J’ai certainement déjà eu l’occasion de l’écrire, mais la boulangerie, c’est un peu de la musique. Chaque jour, un chef et son orchestre jouent une partition faite de recettes, diagrammes, façonnages et temps de fermentation… Ce qui est intéressant, c’est le fait que l’habitude et la répétition peuvent, dans les deux cas, aboutir à une baisse de qualité en terme de résultat. Le quotidien est un ennemi redoutable.
Continuons dans les parallèles en évoquant la difficulté de trouver une « note juste » dans sa façon de jouer, pour exprimer une identité propre tout en satisfaisant les attentes de sa clientèle. Certes, pour beaucoup de boulangers, hors de question de chercher à sortir des sentiers battus, il faut au contraire se conformer de façon précise à ce que peuvent leur indiquer meuniers et autres réseaux boulangers. Je ne dis pas que c’est toujours une mauvaise chose, au contraire, certains artisans excellent ainsi dans la réalisation des baguettes Retrodor, Gana et autres, au plus grand plaisir de leur clientèle… même si ce n’est pas ce qui m’intéresse le plus. Une affaire de goûts.
Une année a passé du côté de la rue Paul Bert. Souvenez-vous, je vous en parlais alors, la Pâtisserie ‘by’ Cyril Lignac allait ouvrir ses portes. Les débuts ne m’avaient pas franchement convaincu, mais je ne suis pas sectaire et j’ai pris conscience, avec le temps, de la difficulté de s’installer, surtout lorsque la boulangerie n’est pas forcément son métier d’origine. Cela ne m’a pas empêché d’y retourner de temps en temps, pour prendre la température et voir si l’endroit trouvait son ancrage dans le quartier.

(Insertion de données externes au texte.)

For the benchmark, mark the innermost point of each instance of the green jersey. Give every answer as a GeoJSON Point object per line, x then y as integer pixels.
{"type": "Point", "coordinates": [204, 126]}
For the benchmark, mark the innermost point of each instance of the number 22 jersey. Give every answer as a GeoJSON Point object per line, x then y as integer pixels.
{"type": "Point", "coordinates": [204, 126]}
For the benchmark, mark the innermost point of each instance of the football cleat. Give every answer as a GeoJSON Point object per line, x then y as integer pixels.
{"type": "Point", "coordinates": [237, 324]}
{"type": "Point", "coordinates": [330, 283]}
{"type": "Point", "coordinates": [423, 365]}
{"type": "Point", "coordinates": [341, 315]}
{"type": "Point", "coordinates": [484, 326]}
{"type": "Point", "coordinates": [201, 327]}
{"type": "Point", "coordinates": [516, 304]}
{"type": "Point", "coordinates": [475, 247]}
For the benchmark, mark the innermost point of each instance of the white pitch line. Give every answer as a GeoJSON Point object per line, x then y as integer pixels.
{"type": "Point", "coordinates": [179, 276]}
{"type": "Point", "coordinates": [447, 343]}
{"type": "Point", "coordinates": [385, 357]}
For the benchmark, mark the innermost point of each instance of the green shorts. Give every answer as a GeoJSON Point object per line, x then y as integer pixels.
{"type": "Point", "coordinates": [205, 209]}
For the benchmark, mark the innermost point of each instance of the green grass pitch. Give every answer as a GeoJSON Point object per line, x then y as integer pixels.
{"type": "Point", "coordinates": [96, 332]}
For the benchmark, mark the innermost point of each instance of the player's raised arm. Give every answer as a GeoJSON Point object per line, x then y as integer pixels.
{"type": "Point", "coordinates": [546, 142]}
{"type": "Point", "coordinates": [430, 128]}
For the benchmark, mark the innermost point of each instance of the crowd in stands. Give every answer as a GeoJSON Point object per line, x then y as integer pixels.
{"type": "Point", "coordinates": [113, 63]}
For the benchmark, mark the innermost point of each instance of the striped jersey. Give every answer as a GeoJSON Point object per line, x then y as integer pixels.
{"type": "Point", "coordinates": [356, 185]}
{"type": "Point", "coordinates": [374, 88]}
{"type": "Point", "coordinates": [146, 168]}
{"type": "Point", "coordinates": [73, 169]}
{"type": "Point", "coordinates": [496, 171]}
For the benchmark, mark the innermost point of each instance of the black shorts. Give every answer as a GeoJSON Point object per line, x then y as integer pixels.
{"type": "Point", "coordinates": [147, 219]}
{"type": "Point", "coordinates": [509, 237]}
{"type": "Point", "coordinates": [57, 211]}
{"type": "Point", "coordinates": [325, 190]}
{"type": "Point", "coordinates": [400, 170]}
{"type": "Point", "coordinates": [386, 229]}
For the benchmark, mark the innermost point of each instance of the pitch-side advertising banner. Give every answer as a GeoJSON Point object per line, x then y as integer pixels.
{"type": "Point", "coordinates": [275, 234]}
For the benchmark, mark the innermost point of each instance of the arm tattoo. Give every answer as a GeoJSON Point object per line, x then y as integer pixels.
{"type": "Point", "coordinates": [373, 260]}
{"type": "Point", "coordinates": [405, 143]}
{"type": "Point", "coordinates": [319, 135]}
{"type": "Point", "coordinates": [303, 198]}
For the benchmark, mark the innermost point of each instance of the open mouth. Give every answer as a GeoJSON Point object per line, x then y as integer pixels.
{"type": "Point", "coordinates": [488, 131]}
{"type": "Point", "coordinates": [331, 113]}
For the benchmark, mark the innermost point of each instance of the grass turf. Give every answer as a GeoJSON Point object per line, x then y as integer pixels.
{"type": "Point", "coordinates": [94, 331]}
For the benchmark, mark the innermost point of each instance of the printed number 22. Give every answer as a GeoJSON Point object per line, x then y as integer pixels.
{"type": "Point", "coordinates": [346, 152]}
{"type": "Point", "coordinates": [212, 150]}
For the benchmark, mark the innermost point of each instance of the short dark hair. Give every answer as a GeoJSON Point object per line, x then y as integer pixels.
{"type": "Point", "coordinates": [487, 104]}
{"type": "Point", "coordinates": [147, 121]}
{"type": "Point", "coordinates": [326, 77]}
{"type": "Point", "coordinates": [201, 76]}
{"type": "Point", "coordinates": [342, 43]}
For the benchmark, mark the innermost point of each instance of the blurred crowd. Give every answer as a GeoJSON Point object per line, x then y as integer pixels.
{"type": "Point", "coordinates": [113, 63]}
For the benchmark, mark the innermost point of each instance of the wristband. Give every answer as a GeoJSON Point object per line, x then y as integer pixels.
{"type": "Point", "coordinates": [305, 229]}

Le pari semble plutôt réussi pour les deux compères, Benoît Couvrand et Cyril Lignac, car la clientèle se presse plutôt nombreuse devant les portes de la boutique. Pour le premier, ce doit être d’autant plus appréciable sortant d’une grande maison où il n’était pas forcément aussi libre qu’il peut l’être aujourd’hui.
Depuis la rentrée, les présentoirs de la boulangerie-pâtisserie se sont enrichis de nouvelles créations, autant sucrées que salées.

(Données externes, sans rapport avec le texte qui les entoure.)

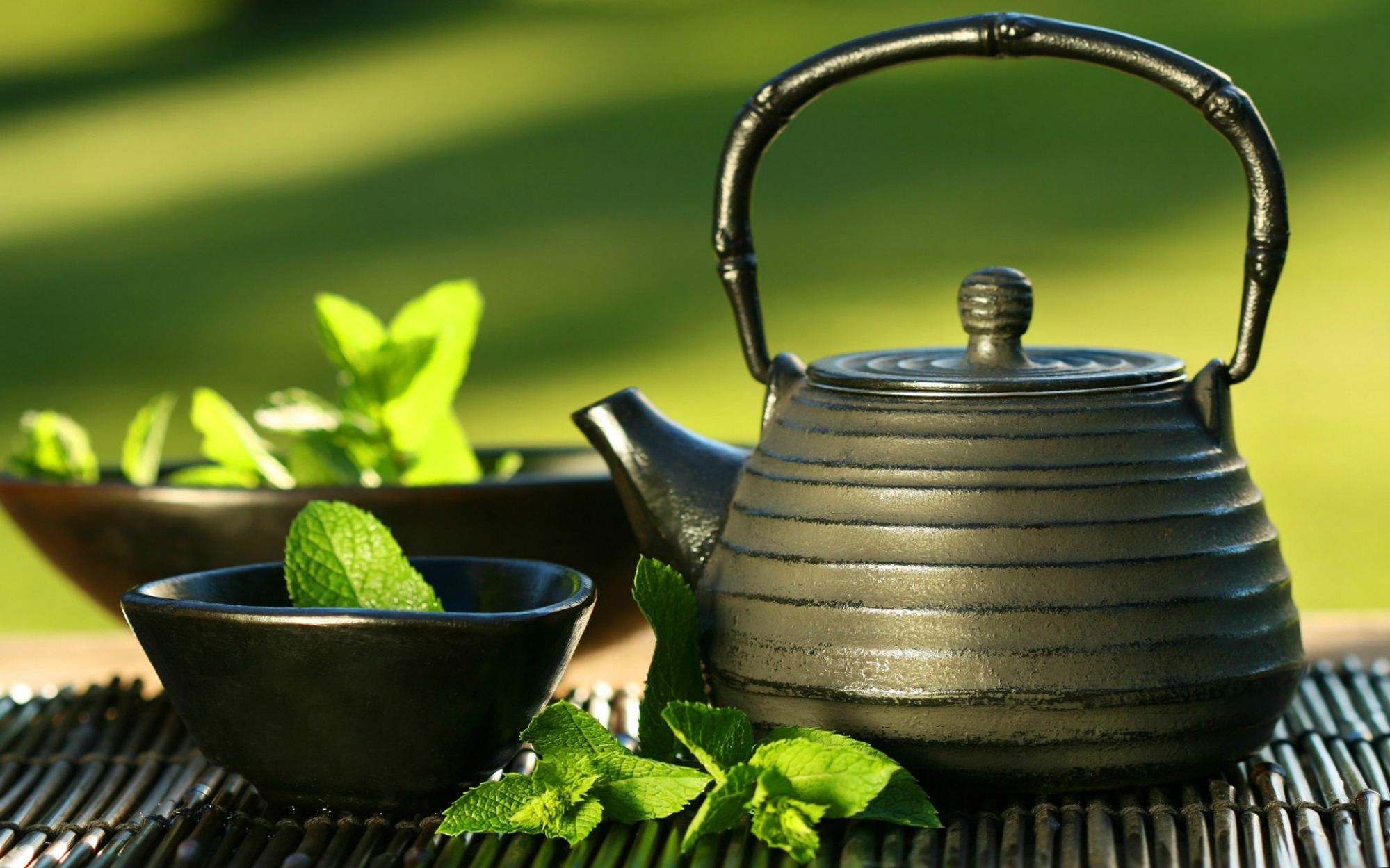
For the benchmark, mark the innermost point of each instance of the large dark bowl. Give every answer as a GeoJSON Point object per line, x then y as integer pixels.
{"type": "Point", "coordinates": [362, 709]}
{"type": "Point", "coordinates": [562, 507]}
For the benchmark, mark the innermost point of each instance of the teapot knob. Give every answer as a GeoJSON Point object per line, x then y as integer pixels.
{"type": "Point", "coordinates": [996, 309]}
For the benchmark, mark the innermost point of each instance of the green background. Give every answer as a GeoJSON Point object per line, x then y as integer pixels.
{"type": "Point", "coordinates": [178, 178]}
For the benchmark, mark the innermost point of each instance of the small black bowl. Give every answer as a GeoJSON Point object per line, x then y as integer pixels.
{"type": "Point", "coordinates": [562, 507]}
{"type": "Point", "coordinates": [363, 710]}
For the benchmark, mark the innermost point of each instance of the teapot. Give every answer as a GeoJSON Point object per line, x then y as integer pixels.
{"type": "Point", "coordinates": [1031, 567]}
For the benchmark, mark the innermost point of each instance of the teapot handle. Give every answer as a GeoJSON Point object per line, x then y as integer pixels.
{"type": "Point", "coordinates": [1000, 35]}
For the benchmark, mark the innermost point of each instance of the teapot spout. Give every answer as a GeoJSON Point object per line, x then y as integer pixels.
{"type": "Point", "coordinates": [676, 485]}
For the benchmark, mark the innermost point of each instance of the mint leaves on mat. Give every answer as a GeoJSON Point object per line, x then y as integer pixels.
{"type": "Point", "coordinates": [783, 785]}
{"type": "Point", "coordinates": [341, 556]}
{"type": "Point", "coordinates": [583, 777]}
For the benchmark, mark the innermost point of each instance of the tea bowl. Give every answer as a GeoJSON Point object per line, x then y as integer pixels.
{"type": "Point", "coordinates": [562, 507]}
{"type": "Point", "coordinates": [363, 710]}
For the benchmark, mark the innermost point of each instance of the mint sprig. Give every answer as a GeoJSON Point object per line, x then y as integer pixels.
{"type": "Point", "coordinates": [145, 439]}
{"type": "Point", "coordinates": [394, 423]}
{"type": "Point", "coordinates": [54, 448]}
{"type": "Point", "coordinates": [674, 674]}
{"type": "Point", "coordinates": [583, 776]}
{"type": "Point", "coordinates": [342, 556]}
{"type": "Point", "coordinates": [791, 780]}
{"type": "Point", "coordinates": [784, 785]}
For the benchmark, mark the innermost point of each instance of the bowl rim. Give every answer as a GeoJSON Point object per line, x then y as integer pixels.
{"type": "Point", "coordinates": [111, 480]}
{"type": "Point", "coordinates": [139, 598]}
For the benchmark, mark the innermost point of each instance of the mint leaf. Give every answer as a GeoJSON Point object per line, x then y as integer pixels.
{"type": "Point", "coordinates": [445, 317]}
{"type": "Point", "coordinates": [790, 824]}
{"type": "Point", "coordinates": [841, 778]}
{"type": "Point", "coordinates": [576, 824]}
{"type": "Point", "coordinates": [352, 336]}
{"type": "Point", "coordinates": [551, 801]}
{"type": "Point", "coordinates": [296, 410]}
{"type": "Point", "coordinates": [630, 788]}
{"type": "Point", "coordinates": [674, 674]}
{"type": "Point", "coordinates": [558, 788]}
{"type": "Point", "coordinates": [719, 738]}
{"type": "Point", "coordinates": [491, 806]}
{"type": "Point", "coordinates": [145, 439]}
{"type": "Point", "coordinates": [725, 806]}
{"type": "Point", "coordinates": [229, 441]}
{"type": "Point", "coordinates": [317, 459]}
{"type": "Point", "coordinates": [903, 799]}
{"type": "Point", "coordinates": [903, 802]}
{"type": "Point", "coordinates": [634, 789]}
{"type": "Point", "coordinates": [214, 477]}
{"type": "Point", "coordinates": [341, 556]}
{"type": "Point", "coordinates": [444, 457]}
{"type": "Point", "coordinates": [53, 446]}
{"type": "Point", "coordinates": [562, 732]}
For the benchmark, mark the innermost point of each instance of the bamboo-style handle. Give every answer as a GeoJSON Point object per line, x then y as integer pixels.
{"type": "Point", "coordinates": [999, 35]}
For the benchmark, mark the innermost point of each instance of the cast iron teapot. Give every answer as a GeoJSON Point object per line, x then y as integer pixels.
{"type": "Point", "coordinates": [1021, 566]}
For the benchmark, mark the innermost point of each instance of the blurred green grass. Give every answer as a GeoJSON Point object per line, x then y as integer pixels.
{"type": "Point", "coordinates": [178, 178]}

Bonne surprise du côté des pains, où le choix a été fait de sortir des « grands classiques » pour aller vers des terrains… aromatiques, et notamment du côté des plantes avec un pain au Thym Citron !
On pourrait aisément lui associer le sous-titre « … comme une infusion », même si cette dernière prend texture et corps au travers de sa mie et de sa croûte. Ainsi, les délicates feuilles de la plante constellent ce pain et lui confèrent un caractère très parfumé. Les notes herbacées et citronnées viennent relever la douceur du froment : en effet, le choix a été fait d’utiliser une base de pâte de tradition, ce qui laisse champ libre à l’épice. Cette dernière est plutôt bien réalisée, et nous offre une mie assez alvéolée et une croûte fine, affichant une cuisson bien menée. Cependant, on pourra regretter le fait que ce pain perd rapidement de la fraîcheur et de la consistance, devenant trop humide. Egalement, une dorure légèrement grasse et – à mon sens – superflue est apposée sur le dessus, ce qui n’apporte rien au produit.

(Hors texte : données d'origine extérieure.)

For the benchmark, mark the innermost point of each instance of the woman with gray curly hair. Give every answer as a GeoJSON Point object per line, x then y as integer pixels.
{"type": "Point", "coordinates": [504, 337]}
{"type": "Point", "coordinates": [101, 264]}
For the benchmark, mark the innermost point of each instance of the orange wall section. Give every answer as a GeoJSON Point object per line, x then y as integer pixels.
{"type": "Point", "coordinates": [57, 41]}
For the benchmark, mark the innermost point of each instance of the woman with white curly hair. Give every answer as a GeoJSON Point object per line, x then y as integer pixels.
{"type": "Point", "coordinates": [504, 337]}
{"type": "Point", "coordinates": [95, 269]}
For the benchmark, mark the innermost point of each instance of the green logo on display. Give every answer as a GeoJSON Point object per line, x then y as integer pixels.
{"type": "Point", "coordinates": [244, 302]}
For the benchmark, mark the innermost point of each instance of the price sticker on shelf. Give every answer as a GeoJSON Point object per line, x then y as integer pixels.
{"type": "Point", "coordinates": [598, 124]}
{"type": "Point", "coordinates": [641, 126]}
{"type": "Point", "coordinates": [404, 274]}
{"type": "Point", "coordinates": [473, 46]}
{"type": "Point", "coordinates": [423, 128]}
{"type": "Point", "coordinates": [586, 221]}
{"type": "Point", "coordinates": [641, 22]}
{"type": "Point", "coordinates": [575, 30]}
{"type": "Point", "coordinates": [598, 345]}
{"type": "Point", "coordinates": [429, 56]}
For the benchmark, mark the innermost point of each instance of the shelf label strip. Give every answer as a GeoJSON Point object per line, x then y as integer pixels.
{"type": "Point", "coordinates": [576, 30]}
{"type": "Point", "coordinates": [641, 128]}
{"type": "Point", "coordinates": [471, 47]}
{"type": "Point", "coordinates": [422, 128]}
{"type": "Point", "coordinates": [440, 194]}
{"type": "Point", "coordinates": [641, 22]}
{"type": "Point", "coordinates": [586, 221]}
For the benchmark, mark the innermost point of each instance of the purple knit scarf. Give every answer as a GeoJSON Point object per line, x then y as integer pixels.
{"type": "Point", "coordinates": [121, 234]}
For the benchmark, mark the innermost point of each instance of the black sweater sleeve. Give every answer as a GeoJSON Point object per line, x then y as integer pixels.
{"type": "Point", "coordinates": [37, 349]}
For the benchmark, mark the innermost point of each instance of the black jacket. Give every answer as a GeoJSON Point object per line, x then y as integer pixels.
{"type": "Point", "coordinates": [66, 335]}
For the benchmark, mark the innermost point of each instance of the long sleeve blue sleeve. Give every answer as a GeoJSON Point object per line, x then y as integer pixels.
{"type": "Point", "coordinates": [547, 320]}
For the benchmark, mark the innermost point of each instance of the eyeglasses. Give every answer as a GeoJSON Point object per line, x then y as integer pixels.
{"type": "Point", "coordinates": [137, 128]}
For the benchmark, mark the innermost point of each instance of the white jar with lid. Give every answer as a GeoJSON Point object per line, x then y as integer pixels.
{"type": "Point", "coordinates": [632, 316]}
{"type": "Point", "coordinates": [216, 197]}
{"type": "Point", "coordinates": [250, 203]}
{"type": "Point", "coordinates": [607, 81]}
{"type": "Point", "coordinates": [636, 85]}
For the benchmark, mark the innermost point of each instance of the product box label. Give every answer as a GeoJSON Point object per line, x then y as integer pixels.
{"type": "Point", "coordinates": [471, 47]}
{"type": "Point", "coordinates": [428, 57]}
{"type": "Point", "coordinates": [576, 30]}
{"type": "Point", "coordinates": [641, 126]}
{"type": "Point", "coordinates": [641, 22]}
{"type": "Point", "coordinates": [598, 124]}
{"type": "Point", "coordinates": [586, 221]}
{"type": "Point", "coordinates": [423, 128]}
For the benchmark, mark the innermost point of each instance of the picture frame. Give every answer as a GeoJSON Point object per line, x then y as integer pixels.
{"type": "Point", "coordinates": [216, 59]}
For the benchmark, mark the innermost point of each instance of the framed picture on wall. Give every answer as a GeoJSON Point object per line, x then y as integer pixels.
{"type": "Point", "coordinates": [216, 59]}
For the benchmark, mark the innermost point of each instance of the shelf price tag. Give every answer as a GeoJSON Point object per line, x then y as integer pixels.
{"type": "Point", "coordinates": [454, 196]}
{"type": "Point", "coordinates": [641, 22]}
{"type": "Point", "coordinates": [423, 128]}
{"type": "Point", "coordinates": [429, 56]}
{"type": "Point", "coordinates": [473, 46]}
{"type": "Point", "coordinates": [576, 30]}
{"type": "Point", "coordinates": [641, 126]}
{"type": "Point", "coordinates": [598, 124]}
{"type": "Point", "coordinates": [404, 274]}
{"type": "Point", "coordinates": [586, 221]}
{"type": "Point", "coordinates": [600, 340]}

Néanmoins, ce pain demeure une expérience fort agréable et surprenante, apportant un peu de soleil à une période où nous en avons bien besoin. De plus, c’est une belle opportunité d’accords mets-pains : le Thym Citron sublime les poissons et viandes blancs, mais il peut tout aussi bien s’inviter au petit-déjeuner, accompagné de confitures douces ou plus acidulées… Cela fait fonctionner l’imagination, et plus de boulangeries devraient tenter l’expérience pour inciter leurs clients à s’y intéresser : les pains spéciaux ne se limitent pas aux fruits secs.
Petit bémol sur le prix, 3 euros pour une pièce de 250g, cela commence à faire et malgré le coût que peuvent générer les feuilles de Thym Citron, j’ai un peu de mal à voir ce qui rend la farine de Tradition si coûteuse, mis à part l’effort de création.
Pain au Thym Citron, La Pâtisserie by Cyril Lignac – Paris 11è, vendu à la pièce, 3 euros les 250g (également disponible en petites pièces, 0,60€ l’unité)
Paris 11e !! On est au nord du Faubourg St Antoine, frontière entre 11e et 12e.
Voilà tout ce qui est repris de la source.